ECLI:NL:RBMNE:2022:1869

Rechtbank Midden-Nederland

Datum uitspraak
28 maart 2022
Publicatiedatum
16 mei 2022
Zaaknummer
19/4877
Instantie
Rechtbank Midden-Nederland
Type
Uitspraak
Procedures
  • Eerste aanleg - enkelvoudig
Rechters
Vindplaatsen
  • Rechtspraak.nl
AI samenvatting door LexboostAutomatisch gegenereerd

Intrekking van WGA-uitkering en beoordeling van arbeidsongeschiktheid in bestuursrechtelijke procedure

In deze zaak heeft de Rechtbank Midden-Nederland op 28 maart 2022 uitspraak gedaan in een bestuursrechtelijke procedure tussen eiseres, vertegenwoordigd door haar gemachtigde C.J. Loef, en de Raad van bestuur van het Uitvoeringsinstituut werknemersverzekeringen (verweerder), vertegenwoordigd door mr. E.F. de Roy van Zuydewijn. De zaak betreft de intrekking van een loongerelateerde WGA-uitkering voor een ex-werkneemster van eiseres, die op 1 maart 2019 door verweerder was toegekend. Verweerder had vastgesteld dat de ex-werkneemster met ingang van 29 april 2019 recht had op deze uitkering, maar had haar als volledig, maar niet duurzaam arbeidsongeschikt geacht.
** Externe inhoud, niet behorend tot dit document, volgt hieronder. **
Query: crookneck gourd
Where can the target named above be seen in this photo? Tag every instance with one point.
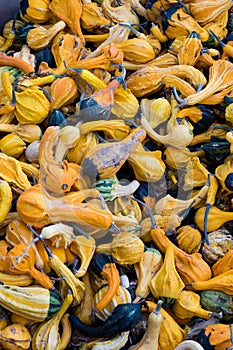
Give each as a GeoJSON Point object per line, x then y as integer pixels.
{"type": "Point", "coordinates": [106, 159]}
{"type": "Point", "coordinates": [37, 208]}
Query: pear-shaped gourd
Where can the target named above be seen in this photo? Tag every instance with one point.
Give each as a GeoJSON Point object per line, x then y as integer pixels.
{"type": "Point", "coordinates": [151, 336]}
{"type": "Point", "coordinates": [15, 337]}
{"type": "Point", "coordinates": [167, 284]}
{"type": "Point", "coordinates": [220, 242]}
{"type": "Point", "coordinates": [188, 239]}
{"type": "Point", "coordinates": [83, 248]}
{"type": "Point", "coordinates": [188, 305]}
{"type": "Point", "coordinates": [147, 166]}
{"type": "Point", "coordinates": [122, 296]}
{"type": "Point", "coordinates": [224, 172]}
{"type": "Point", "coordinates": [126, 248]}
{"type": "Point", "coordinates": [146, 268]}
{"type": "Point", "coordinates": [215, 336]}
{"type": "Point", "coordinates": [12, 145]}
{"type": "Point", "coordinates": [171, 334]}
{"type": "Point", "coordinates": [156, 111]}
{"type": "Point", "coordinates": [217, 301]}
{"type": "Point", "coordinates": [224, 264]}
{"type": "Point", "coordinates": [189, 266]}
{"type": "Point", "coordinates": [222, 282]}
{"type": "Point", "coordinates": [48, 332]}
{"type": "Point", "coordinates": [106, 159]}
{"type": "Point", "coordinates": [216, 218]}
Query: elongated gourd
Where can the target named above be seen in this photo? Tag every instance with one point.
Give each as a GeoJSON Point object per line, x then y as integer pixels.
{"type": "Point", "coordinates": [216, 218]}
{"type": "Point", "coordinates": [188, 305]}
{"type": "Point", "coordinates": [191, 267]}
{"type": "Point", "coordinates": [151, 336]}
{"type": "Point", "coordinates": [5, 199]}
{"type": "Point", "coordinates": [146, 268]}
{"type": "Point", "coordinates": [48, 332]}
{"type": "Point", "coordinates": [222, 282]}
{"type": "Point", "coordinates": [34, 303]}
{"type": "Point", "coordinates": [123, 318]}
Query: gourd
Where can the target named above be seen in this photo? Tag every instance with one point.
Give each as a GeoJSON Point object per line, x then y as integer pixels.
{"type": "Point", "coordinates": [222, 282]}
{"type": "Point", "coordinates": [188, 305]}
{"type": "Point", "coordinates": [156, 111]}
{"type": "Point", "coordinates": [219, 243]}
{"type": "Point", "coordinates": [146, 268]}
{"type": "Point", "coordinates": [48, 332]}
{"type": "Point", "coordinates": [77, 287]}
{"type": "Point", "coordinates": [114, 343]}
{"type": "Point", "coordinates": [92, 16]}
{"type": "Point", "coordinates": [106, 159]}
{"type": "Point", "coordinates": [189, 345]}
{"type": "Point", "coordinates": [167, 284]}
{"type": "Point", "coordinates": [70, 13]}
{"type": "Point", "coordinates": [217, 301]}
{"type": "Point", "coordinates": [223, 264]}
{"type": "Point", "coordinates": [224, 172]}
{"type": "Point", "coordinates": [103, 265]}
{"type": "Point", "coordinates": [137, 50]}
{"type": "Point", "coordinates": [83, 248]}
{"type": "Point", "coordinates": [63, 91]}
{"type": "Point", "coordinates": [190, 51]}
{"type": "Point", "coordinates": [28, 132]}
{"type": "Point", "coordinates": [122, 296]}
{"type": "Point", "coordinates": [39, 37]}
{"type": "Point", "coordinates": [5, 199]}
{"type": "Point", "coordinates": [151, 336]}
{"type": "Point", "coordinates": [123, 318]}
{"type": "Point", "coordinates": [188, 239]}
{"type": "Point", "coordinates": [34, 303]}
{"type": "Point", "coordinates": [19, 262]}
{"type": "Point", "coordinates": [12, 145]}
{"type": "Point", "coordinates": [171, 334]}
{"type": "Point", "coordinates": [216, 336]}
{"type": "Point", "coordinates": [32, 207]}
{"type": "Point", "coordinates": [147, 166]}
{"type": "Point", "coordinates": [84, 310]}
{"type": "Point", "coordinates": [126, 248]}
{"type": "Point", "coordinates": [216, 218]}
{"type": "Point", "coordinates": [15, 337]}
{"type": "Point", "coordinates": [35, 12]}
{"type": "Point", "coordinates": [189, 266]}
Eiseres heeft bezwaar gemaakt tegen het besluit van verweerder, maar dit bezwaar werd ongegrond verklaard. Hierop heeft eiseres beroep ingesteld. Tijdens de zitting op 25 augustus 2020 is het onderzoek geschorst om eiseres in de gelegenheid te stellen ontbrekende stukken in te dienen. Na een tussenuitspraak van de rechtbank op 11 december 2020 heeft verweerder op 5 maart 2021 een gewijzigde beslissing op bezwaar genomen, waarbij de ex-werkneemster recht kreeg op een IVA-uitkering. Eiseres heeft verklaard het eens te zijn met deze beslissing, maar heeft ook verzocht om een inhoudelijke beoordeling van de arbeidsongeschiktheid.

De rechtbank heeft geoordeeld dat het beroep tegen het oorspronkelijke besluit niet-ontvankelijk is, omdat dit besluit door verweerder is ingetrokken en vervangen door het gewijzigde besluit. De rechtbank heeft vastgesteld dat eiseres geen procesbelang meer heeft bij de beoordeling van het eerste besluit, aangezien zij met het gewijzigde besluit heeft gekregen wat zij wilde. De rechtbank heeft verweerder wel veroordeeld in de proceskosten van eiseres, die zijn vastgesteld op € 4.340,47, inclusief het griffierecht van € 345,-. De uitspraak is openbaar gemaakt en partijen zijn geïnformeerd over de mogelijkheid tot hoger beroep bij de Centrale Raad van Beroep.

Uitspraak

RECHTBANK MIDDEN-NEDERLAND

Zittingsplaats Utrecht
Bestuursrecht
zaaknummer: UTR 19/4877

uitspraak van de enkelvoudige kamer van 28 maart 2022 in de zaak tussen

[eiseres] ,te [vestigingsplaats] , eiseres
(gemachtigde: C.J. Loef),
en
de Raad van bestuur van het Uitvoeringsinstituut werknemersverzekeringen,verweerder
(gemachtigde: mr. E.F. de Roy van Zuydewijn).
Als derde-partij heeft aan het geding deelgenomen: [ex-werkneemster] , te [woonplaats] .

Procesverloop

Bij besluit van 1 maart 2019 heeft verweerder aan [ex-werkneemster] , (ex-)werkneemster van eiseres (ex-werkneemster), meegedeeld dat zij met ingang van 29 april 2019 recht heeft op een loongerelateerde WGA-uitkering op grond van de Wet werk en inkomen naar arbeidsvermogen (Wet WIA). Zij is bij dit besluit volledig, maar niet duurzaam, arbeidsongeschikt geacht.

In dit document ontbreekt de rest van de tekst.